Authorities say Copson is a confirmed member of the Aryan Brotherhood (AB), described by the FBI as the most dangerous group of its kind in the United States. Its various racist-gang offshoots, including the Aryan Brotherhood of Texas, are modeled after a California-based prison gang formed during the 1960s.
AB members now carry out criminal enterprises in and out of prisons in a variety of states.
Copson’s sentencing came two years after he repeatedly shot a firearm at a black man, missing him but striking his vehicle in Meriwether County, southwest of Atlanta.
On Sept. 18, 2016, Copson and two co-defendants happened upon the victim, who had inadvertently blocked a driveway the defendants were trying to leave in their car, authorities said.
After driving by, the defendants stopped about fifty yards away and Copson fired two rounds from a .38 pistol at the victim’s vehicle. The victim called 911 and followed the defendants’ vehicle, only to be fired upon again. The additional rounds only struck the victim’s vehicle.
Moments later, when law enforcement officers stopped the defendants’ vehicle, Copson “repeatedly uttered heinous racial slurs directed toward the victim, making clear that the victim’s race was [Copson’s] only motivation for this cowardly act of violence,” Cranford said in his statement.

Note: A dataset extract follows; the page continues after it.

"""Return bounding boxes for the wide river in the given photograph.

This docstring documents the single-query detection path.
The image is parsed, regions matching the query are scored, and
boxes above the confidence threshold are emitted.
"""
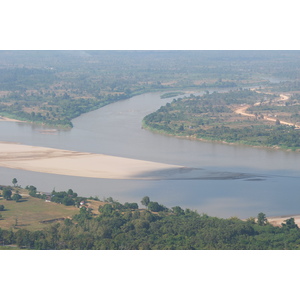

In the vehicle, officers found a stolen .38 pistol, which Copson admitted purchasing from another Aryan Brotherhood member, investigators said.
Three months before his arrest, Copson told Coweta County Sheriff’s Office investigators that he was a member of the Aryan Brotherhood and displayed tattoos consistent with his membership in that gang. In 2010, he told the Georgia Department of Corrections that he was a member of the Aryan Brotherhood “to better [his] race and [his] heritage.”
“This successful prosecution of another member of a criminal street gang … proves once again that [our office] is committed to protecting the public from these criminal gangs in whatever form they come,” Cranford said in a statement.
“This case is a reminder that the State of Georgia is in a state of crisis which has been caused by violent criminal street gangs,” Cranford said.
“We must not wish away this crisis but recognize it for what it is and dedicate the resources necessary on the local level to empower law enforcement and prosecutors to remove violent gang members like Christopher Copson from free society,” he added.